Sebelum Muhammadiyah lahir, umat Islam sudah terbiasa menggerakkan amal saleh dalam berbagai bidang kehidupan, akan tetapi hanya bersifat kecil-kecilan di atas inisiatif individual belaka. Setelah Muhammadiyah lahir, kemampuan dan semangat beramal dari berbagai individu Muslim dipadukan lewat sebuah organisasi. Karena di organisasi, lewat pembagian kerja yang rapih, umat Islam dapat melakukan lompatan-lompatan amal saleh secara kuantitatif dan kualitatif. Apa yang tidak mungkin dikerjakan melalui kemampuan individual, akhirnya dapat dilaksanakan dengan bagus lewat organisasi.
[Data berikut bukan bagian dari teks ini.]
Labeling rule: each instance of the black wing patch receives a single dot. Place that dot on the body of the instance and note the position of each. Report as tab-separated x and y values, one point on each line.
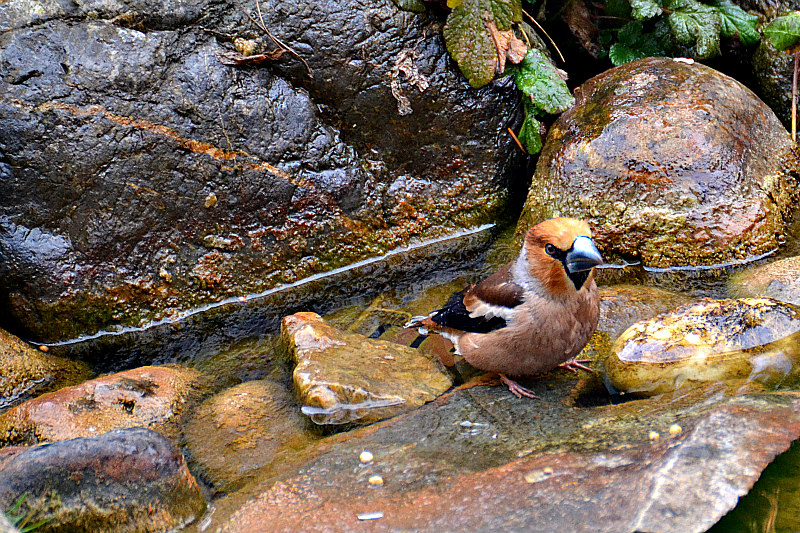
455	315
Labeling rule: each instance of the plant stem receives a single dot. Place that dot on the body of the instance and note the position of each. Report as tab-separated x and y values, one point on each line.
794	95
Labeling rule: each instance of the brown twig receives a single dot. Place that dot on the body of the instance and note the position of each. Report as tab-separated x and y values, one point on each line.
516	140
794	95
280	44
530	17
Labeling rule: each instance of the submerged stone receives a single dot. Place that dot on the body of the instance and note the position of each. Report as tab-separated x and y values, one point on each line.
131	480
26	372
344	377
707	341
671	164
623	305
242	429
152	397
779	280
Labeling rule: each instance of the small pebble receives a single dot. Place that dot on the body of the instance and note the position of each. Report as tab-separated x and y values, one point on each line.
365	456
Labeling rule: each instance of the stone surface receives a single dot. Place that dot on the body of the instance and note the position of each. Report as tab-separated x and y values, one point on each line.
671	164
152	397
481	460
130	480
343	377
779	280
243	429
707	341
26	372
623	305
140	176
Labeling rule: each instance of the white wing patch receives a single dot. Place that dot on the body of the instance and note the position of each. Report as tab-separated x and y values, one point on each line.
489	311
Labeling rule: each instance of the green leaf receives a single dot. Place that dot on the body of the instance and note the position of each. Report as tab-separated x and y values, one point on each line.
415	6
784	32
538	78
645	9
468	40
693	23
530	133
737	21
633	44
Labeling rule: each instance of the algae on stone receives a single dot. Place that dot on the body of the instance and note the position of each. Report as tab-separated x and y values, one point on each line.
26	372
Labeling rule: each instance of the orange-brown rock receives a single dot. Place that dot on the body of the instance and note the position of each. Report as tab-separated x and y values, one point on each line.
243	429
153	397
673	164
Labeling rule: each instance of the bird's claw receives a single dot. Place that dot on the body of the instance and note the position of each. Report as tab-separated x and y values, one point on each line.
516	389
573	365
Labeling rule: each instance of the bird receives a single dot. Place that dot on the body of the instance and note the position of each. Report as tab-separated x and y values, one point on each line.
534	314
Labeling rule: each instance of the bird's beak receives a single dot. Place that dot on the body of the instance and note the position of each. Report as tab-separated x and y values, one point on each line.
583	255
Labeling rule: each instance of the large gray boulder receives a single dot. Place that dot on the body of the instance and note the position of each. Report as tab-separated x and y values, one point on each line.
140	175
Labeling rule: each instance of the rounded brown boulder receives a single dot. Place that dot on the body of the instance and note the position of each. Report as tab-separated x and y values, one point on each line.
671	163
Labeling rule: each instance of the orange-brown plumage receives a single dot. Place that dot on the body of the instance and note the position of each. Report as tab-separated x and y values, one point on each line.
533	314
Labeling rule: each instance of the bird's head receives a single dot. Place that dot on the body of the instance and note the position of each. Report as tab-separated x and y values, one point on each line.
561	254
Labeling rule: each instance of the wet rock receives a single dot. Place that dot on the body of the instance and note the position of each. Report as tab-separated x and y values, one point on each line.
343	377
480	460
779	280
26	372
152	397
141	177
623	305
125	480
243	429
671	164
707	341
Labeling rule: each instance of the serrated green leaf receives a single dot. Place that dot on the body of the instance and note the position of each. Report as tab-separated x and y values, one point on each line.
538	78
468	40
415	6
737	21
693	23
784	32
618	8
645	9
530	133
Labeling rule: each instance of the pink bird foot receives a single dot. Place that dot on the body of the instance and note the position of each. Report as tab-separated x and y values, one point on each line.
516	389
573	365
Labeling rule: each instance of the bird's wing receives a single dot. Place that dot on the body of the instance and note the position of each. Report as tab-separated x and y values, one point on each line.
484	307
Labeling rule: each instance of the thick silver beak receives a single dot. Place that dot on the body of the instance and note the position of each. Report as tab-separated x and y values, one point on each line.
583	255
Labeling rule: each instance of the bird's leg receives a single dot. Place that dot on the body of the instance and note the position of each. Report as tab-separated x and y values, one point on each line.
574	364
516	389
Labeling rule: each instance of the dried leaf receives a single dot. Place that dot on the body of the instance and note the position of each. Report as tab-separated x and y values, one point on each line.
506	43
405	64
470	42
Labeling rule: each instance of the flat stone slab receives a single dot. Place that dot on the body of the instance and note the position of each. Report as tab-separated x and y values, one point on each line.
344	377
481	460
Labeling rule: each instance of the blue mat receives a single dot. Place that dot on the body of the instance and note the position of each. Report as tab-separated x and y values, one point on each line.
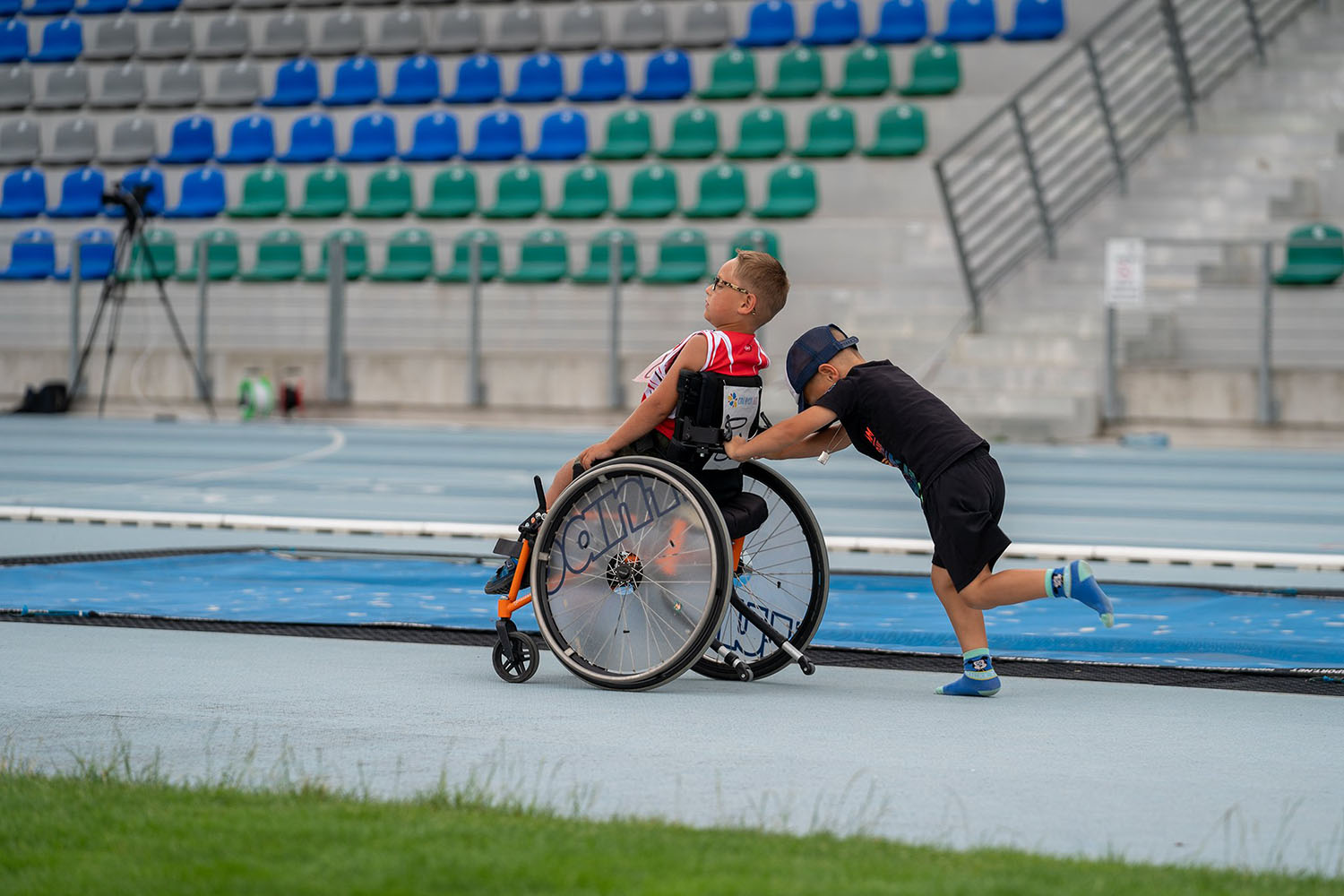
1155	625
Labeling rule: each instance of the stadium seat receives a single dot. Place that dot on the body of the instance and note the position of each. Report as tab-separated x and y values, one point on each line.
540	78
280	257
499	136
23	194
969	22
723	193
478	80
599	257
830	134
731	77
390	194
628	136
32	255
586	194
460	271
564	136
265	195
250	140
867	73
798	75
762	134
193	142
900	132
417	82
683	258
373	137
652	194
543	258
311	139
325	194
667	77
1314	257
202	195
452	194
695	134
601	78
769	24
1037	21
792	194
433	139
357	83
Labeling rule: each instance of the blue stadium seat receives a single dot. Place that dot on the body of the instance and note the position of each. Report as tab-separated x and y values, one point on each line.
602	78
32	255
81	195
478	80
564	136
373	137
1038	21
357	83
499	136
250	140
433	139
969	22
193	142
540	78
769	24
900	22
23	194
97	250
667	77
296	85
311	139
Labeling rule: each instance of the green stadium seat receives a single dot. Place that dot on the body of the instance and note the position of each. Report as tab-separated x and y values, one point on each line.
762	134
390	194
683	258
588	194
628	136
792	193
461	268
410	257
830	134
723	193
543	258
599	258
452	194
731	75
1314	257
263	195
280	257
652	194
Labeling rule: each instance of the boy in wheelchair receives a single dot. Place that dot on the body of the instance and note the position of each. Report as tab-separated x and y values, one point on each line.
745	295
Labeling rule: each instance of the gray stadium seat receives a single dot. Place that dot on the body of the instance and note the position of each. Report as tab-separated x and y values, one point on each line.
285	34
75	142
123	88
66	88
132	142
112	39
19	142
177	86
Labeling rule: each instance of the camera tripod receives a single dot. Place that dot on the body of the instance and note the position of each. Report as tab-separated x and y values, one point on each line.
115	295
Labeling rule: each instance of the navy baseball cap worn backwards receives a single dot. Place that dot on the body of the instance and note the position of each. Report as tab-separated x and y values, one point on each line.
809	352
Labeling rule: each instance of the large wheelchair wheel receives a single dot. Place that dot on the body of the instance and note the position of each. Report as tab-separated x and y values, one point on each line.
631	573
784	575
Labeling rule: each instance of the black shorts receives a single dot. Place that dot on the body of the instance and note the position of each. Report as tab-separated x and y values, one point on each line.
962	506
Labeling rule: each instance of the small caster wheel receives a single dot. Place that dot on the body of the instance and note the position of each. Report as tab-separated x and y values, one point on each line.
523	662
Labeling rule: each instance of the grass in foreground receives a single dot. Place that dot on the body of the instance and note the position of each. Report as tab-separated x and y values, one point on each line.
99	833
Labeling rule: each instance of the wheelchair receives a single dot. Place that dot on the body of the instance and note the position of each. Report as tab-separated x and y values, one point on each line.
640	573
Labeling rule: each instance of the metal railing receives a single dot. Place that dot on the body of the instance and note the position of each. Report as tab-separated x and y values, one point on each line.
1077	128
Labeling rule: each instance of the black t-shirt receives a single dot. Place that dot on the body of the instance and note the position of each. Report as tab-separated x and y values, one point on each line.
894	419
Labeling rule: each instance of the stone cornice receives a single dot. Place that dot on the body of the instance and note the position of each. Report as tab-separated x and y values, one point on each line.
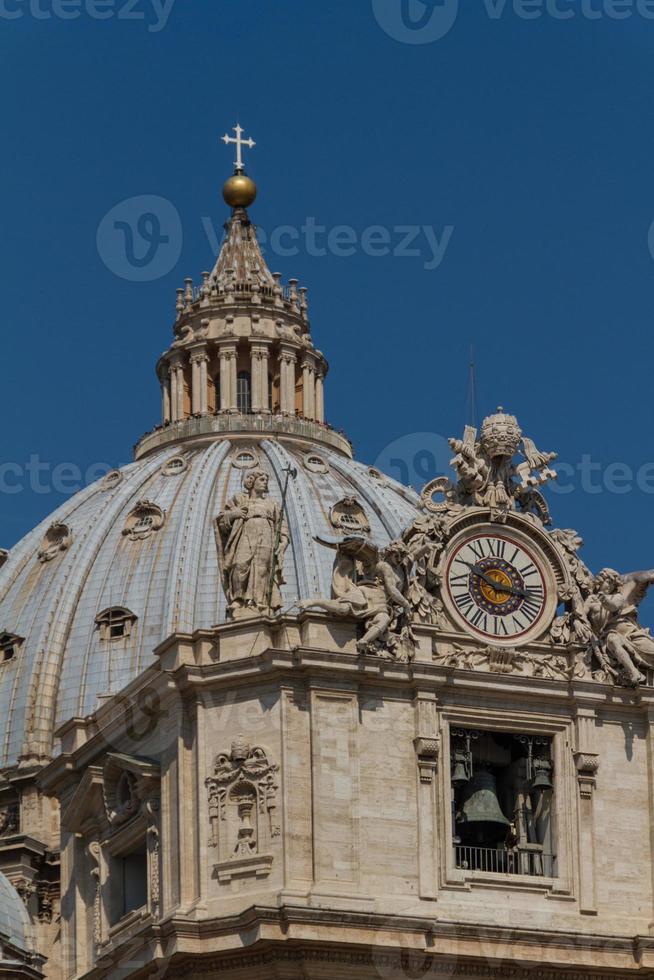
360	942
211	427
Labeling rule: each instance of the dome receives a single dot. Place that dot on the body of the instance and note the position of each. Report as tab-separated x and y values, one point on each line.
15	926
141	544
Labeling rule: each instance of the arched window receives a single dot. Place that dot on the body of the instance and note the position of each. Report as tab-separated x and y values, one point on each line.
244	392
115	623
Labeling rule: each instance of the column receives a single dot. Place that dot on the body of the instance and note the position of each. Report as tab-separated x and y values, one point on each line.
227	377
233	403
195	385
287	364
180	390
260	385
174	401
204	385
199	381
587	766
427	744
307	408
255	375
320	397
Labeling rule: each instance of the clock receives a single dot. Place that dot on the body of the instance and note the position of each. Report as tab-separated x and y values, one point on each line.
498	585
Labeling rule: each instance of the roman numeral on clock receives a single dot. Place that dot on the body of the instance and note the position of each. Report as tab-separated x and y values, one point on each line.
496	548
477	548
465	602
499	626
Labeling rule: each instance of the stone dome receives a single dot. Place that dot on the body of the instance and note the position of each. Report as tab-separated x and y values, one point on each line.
15	928
139	547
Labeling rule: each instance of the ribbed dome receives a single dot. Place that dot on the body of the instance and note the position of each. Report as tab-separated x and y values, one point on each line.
81	562
14	921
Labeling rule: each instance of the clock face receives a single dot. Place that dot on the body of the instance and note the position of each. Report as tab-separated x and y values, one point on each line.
497	586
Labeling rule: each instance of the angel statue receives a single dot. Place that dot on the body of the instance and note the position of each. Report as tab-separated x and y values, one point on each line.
369	584
252	538
612	611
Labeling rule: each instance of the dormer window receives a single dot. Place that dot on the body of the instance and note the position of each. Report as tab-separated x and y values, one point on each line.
115	624
145	519
10	645
58	538
175	466
349	517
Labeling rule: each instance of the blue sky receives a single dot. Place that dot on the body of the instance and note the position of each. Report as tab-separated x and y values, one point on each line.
517	151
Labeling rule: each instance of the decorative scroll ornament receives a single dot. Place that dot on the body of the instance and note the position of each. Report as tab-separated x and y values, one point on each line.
372	585
490	475
129	787
505	660
242	790
58	538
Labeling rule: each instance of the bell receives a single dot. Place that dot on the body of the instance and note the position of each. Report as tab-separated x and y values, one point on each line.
482	821
542	779
459	775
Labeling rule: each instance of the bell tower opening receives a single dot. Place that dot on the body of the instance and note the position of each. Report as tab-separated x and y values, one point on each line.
502	803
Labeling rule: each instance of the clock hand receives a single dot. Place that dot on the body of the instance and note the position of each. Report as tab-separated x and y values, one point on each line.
496	586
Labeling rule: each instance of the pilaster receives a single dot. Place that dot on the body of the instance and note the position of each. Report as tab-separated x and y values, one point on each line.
288	361
587	763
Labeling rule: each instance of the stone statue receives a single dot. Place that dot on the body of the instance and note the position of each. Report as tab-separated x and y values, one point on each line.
252	538
612	611
370	584
602	616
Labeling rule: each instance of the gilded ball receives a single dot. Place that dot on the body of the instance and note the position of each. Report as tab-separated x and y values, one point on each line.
239	191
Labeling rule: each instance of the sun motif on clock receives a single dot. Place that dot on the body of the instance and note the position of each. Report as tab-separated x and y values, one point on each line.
498	587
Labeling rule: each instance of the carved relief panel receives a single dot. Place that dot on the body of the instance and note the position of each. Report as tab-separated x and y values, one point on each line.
242	797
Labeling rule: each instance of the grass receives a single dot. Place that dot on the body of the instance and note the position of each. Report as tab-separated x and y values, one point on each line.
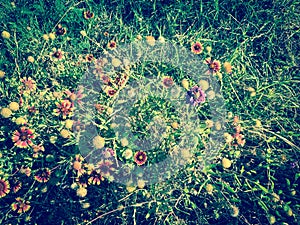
258	38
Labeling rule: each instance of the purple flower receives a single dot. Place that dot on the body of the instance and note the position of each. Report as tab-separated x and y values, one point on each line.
195	96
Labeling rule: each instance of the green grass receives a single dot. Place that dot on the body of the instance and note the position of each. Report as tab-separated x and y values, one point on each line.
259	38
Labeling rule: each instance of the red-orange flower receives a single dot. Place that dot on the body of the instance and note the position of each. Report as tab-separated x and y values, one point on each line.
64	108
140	158
22	138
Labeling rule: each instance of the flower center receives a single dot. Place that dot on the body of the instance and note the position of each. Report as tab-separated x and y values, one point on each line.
23	137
Dan, organisasi itu bernama Muhammadiyah.

Menurut mantan ketua MPR itu, sampai sekarang, semangat beramal saleh tetap kuat menghujam dalam sikap hidup kalangan warga Muhammadiyah. Dilihat dari sisi modal sosial, terbangunnya gerakan amal saleh--di antaranya untuk mendirikan sekolah-sekolah--melalui kekuatan jamaah di Muhammadiyah, antara lain merupakan trust atau kepercayaan dari jamaah kepada pemimpin-pemimpin Muhammadiyah yang umumnya hidup sederhana atau jauh dari bermewah-mewah, jauh dari korupsi, ikhlas, tekun bekerja, dan tidak banyak bicara. Oleh karena itu, jika berharap membangun melalui modal sosial, seyogyanya pemimpin bangsa ini belajar dari kehidupan pemimpin Muhammadiyah di atas. Dengan demikian, kepercayaan rakyat akan tumbuh sehingga mereka rela berkorban demi negeri tercinta ini. Wallahu a'lam bis showwab.